“Ing ngarsa sung taladha, ing madya mangun karsa, tut wuri handayani.”
Semesta berbicara, bahwa semboyan dalam bahasa Jawa itu masih melekat dibenak kita. Umumnya bagi yang bisa membaca tentu sudah pernah membacanya, minimal bagi yang memiliki telinga yang berfungsi dengan baik, tentu sudah tidak asing lagi mendengarnya. Semboyan itu digandrungi oleh Bapak Pendidikan Nasional, Ki Hajar Dewantara ketika ia masih aktif menekuni dunia pendidikan, dan mendirikan pendidikan Taman Siswa 3 Juli 1922 silam. Jika diartikan dalam bahasa Indonesia; “di depan memberi contoh, di tengah memberi semangat, dan di belakang memberi dorongan.”
Kenyataannya, di negeri ini semboyan itu hanya untuk didengar dan dibaca, tetapi tidak direalisasikan. Kita saksikan saja, begitu banyak para pemimpin yang berpendidikan tinggi dan dianggap mampu membawa pendidikan di negeri ini lebih baik, faktanya bukan lagi memberi contoh terdidik, tapi dalam bahasa Minangkabaunya bisa dikatakan“tukek mambaok rabah” alias tongkat membawa roboh.

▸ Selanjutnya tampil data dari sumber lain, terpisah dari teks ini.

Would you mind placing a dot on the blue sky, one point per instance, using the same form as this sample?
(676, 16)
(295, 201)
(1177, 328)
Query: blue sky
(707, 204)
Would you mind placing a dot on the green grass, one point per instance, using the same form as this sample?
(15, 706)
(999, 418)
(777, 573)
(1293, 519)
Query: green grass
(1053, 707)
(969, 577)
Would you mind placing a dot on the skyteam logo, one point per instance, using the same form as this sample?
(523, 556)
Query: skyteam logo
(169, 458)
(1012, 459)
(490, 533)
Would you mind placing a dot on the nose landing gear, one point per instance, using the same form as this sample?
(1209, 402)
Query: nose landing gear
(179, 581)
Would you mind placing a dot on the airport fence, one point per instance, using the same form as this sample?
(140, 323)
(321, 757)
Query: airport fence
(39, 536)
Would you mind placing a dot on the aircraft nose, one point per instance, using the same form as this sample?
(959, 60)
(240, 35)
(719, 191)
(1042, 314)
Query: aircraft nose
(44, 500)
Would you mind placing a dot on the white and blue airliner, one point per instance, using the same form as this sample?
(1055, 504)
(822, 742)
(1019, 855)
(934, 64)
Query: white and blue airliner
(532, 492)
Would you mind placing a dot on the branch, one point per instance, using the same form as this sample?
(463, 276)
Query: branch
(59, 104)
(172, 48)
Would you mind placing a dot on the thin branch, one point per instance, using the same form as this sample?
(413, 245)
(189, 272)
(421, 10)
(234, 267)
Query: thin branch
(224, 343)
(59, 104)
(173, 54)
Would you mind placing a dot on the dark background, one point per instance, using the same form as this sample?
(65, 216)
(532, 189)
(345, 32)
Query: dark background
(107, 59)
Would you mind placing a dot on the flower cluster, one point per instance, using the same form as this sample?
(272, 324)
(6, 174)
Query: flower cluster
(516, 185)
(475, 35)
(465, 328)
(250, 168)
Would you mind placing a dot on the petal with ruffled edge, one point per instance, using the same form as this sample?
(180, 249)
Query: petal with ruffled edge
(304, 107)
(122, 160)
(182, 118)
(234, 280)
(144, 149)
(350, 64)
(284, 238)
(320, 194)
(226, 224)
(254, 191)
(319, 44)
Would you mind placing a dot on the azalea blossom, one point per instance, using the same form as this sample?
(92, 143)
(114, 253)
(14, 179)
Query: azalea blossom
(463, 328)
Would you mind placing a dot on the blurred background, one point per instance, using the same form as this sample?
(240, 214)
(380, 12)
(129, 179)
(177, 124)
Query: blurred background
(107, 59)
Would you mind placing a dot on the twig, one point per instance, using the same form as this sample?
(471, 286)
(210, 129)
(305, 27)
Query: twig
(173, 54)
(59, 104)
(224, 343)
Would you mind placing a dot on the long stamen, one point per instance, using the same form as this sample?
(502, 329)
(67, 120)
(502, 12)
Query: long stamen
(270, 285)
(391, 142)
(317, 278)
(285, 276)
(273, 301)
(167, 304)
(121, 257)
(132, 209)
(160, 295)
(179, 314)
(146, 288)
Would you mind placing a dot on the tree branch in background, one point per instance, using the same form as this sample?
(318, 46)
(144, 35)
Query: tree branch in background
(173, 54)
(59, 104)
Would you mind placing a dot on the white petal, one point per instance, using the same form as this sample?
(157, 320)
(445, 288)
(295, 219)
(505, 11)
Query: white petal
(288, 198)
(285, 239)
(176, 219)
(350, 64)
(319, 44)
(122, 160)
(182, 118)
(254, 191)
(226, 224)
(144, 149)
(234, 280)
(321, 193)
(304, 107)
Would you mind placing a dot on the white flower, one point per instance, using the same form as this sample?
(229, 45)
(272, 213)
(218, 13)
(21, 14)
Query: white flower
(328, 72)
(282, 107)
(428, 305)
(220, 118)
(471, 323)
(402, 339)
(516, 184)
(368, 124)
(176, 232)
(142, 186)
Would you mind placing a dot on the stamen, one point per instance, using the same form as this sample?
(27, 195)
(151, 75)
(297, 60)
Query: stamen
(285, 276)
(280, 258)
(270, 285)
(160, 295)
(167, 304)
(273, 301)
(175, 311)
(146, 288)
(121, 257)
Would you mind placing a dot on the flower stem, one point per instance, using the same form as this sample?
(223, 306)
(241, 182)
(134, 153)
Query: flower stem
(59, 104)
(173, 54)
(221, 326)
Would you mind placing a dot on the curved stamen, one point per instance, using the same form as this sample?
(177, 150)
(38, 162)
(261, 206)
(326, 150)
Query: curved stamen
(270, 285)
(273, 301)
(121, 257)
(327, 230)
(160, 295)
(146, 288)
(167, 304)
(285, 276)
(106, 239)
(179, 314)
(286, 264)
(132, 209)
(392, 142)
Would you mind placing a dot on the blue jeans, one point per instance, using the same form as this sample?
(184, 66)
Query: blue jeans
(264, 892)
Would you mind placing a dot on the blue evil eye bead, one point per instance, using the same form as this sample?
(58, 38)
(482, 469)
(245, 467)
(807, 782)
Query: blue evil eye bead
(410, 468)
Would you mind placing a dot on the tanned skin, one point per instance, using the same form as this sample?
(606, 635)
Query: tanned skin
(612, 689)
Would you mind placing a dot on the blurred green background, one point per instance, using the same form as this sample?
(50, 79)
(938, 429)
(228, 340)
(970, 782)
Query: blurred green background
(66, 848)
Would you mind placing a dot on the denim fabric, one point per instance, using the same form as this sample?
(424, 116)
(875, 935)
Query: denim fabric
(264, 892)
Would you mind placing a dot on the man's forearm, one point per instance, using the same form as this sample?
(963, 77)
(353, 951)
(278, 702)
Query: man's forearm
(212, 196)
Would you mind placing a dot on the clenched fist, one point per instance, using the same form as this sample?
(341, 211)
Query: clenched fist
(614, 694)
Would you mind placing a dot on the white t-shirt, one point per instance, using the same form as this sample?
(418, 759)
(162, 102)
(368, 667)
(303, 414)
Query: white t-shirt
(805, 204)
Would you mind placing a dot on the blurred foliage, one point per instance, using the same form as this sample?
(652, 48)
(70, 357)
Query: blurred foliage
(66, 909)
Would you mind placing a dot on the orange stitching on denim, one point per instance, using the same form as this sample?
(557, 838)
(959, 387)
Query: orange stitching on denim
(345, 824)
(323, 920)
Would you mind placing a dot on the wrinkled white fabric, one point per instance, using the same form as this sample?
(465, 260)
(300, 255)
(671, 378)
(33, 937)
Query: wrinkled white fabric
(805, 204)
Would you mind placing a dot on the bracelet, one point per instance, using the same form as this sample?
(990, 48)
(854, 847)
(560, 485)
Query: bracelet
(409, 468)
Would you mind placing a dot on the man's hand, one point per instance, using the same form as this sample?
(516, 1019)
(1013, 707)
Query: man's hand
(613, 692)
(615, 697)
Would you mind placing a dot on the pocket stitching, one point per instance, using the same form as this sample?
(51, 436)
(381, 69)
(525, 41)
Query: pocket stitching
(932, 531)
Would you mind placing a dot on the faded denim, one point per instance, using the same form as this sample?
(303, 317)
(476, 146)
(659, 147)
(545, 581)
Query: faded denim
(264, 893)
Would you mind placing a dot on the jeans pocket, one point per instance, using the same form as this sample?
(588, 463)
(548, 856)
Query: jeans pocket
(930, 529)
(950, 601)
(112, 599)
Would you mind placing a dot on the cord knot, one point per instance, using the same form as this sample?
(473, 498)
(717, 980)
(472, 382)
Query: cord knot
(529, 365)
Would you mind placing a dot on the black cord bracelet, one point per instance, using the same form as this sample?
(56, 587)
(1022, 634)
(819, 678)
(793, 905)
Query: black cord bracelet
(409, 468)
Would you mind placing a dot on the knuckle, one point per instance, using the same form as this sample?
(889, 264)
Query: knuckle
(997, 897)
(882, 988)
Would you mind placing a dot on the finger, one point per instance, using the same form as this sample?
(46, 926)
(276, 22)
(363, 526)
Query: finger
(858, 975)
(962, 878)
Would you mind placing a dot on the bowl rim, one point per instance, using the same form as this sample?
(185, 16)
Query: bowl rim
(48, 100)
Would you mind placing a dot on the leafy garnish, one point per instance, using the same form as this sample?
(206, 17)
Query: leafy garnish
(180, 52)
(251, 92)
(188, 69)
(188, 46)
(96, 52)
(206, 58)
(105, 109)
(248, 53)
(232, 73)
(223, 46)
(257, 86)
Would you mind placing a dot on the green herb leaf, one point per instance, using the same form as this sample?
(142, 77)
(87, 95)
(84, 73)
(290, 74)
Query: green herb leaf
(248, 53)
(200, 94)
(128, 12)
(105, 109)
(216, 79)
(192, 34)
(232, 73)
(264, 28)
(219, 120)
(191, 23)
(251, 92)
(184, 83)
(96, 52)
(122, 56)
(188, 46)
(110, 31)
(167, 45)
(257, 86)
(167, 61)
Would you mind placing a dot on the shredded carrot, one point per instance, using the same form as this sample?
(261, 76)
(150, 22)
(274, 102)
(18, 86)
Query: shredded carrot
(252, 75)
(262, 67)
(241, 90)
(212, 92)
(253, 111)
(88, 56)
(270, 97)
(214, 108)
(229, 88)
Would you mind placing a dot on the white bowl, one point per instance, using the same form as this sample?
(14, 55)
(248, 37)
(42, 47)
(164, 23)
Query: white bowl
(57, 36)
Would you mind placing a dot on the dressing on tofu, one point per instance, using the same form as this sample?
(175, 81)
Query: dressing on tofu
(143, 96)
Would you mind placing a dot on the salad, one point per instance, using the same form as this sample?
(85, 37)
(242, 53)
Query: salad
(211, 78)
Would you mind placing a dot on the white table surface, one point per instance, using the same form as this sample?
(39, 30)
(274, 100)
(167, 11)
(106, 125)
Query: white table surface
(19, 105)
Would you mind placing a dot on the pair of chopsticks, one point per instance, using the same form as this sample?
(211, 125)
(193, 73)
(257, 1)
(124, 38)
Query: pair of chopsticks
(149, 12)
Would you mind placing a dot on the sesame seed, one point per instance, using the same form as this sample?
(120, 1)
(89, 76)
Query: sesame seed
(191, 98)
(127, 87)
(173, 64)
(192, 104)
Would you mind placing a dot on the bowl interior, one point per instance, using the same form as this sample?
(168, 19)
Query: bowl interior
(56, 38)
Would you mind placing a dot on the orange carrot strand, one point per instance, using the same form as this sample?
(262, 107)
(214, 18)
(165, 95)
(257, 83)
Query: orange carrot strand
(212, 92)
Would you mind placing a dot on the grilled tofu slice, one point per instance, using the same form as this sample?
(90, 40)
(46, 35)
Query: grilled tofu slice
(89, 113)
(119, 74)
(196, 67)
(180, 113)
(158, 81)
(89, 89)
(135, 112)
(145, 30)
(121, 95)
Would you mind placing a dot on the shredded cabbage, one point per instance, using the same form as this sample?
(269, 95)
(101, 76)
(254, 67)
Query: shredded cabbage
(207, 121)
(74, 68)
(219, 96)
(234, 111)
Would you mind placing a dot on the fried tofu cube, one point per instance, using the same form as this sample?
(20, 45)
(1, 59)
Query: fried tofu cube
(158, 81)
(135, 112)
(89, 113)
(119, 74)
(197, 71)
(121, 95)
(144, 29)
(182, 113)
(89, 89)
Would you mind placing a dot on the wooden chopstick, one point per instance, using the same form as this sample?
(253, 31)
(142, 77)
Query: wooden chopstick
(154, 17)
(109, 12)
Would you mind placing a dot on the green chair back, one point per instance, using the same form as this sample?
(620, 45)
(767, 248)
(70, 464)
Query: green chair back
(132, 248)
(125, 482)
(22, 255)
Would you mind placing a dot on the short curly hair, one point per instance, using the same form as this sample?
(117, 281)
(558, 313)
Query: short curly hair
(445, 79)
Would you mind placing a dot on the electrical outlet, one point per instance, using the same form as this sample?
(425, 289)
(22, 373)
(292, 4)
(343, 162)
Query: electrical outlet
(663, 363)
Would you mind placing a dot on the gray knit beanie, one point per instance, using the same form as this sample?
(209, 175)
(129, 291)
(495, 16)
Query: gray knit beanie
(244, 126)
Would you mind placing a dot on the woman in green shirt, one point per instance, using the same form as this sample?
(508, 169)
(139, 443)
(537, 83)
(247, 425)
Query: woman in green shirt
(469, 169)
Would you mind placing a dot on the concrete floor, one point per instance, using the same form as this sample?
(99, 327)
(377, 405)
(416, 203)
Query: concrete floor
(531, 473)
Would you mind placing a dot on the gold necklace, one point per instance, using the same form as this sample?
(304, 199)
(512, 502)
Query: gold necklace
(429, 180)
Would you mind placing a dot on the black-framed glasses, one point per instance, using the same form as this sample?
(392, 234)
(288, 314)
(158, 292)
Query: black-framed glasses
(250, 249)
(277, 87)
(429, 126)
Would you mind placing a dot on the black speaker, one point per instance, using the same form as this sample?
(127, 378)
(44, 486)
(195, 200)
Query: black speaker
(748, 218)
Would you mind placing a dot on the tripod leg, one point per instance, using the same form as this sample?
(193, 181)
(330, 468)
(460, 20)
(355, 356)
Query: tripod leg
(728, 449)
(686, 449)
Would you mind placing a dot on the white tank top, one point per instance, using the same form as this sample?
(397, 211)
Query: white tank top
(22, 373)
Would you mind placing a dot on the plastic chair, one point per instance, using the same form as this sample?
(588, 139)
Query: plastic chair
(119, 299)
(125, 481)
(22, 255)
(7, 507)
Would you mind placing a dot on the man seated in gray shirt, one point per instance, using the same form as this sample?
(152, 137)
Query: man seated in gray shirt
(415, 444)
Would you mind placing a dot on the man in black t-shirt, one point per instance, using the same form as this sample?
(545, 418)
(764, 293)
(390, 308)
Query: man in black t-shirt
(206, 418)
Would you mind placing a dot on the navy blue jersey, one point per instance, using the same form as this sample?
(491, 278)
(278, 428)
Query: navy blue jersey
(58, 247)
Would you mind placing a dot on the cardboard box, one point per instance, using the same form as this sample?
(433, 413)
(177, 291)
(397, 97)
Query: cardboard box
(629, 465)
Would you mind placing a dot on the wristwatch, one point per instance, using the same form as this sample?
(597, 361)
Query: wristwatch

Sebaliknya, masyarakat menengah bukan lagi memberi semangat tapi sudah hilang kata sepakat, dan masyarakat bawah pun bukan memberi sokongan tapi sogokan.
Terbukti, ketika semesta berbicara baru-baru ini. Kita sering dihebohkan ulah kaum pendidikan dan perilaku anak didik, yang seakan-akan tidak lagi terdidik. Berbagai kasus negatif tentang pendidikan menjadi bahan perbincangan hangat di berbagai media massa. Bukan lagi masalah sarana dan prasarana yang minim, tetapi juga melibatkan orang-orang di dalam “sangkar” pendidikan. Ada pendidik tertangkap basah ketika selingkuh, orang terdidik melakukan pencabulan, dan ada anak didik yang korban bahkan pelaku pencabulan. Selain itu, berbagai pemberitaan tentang kekerasan yang dilakukan pendidik, orang terdidik, dan anak didik. Parahnya lagi, anak-anak belia yang masih di bangku Sekolah Dasar (SD) dan masih bau kencur itu, sudah paham betul dengan dunia seks, bahkan banyak yang jadi pelakunya.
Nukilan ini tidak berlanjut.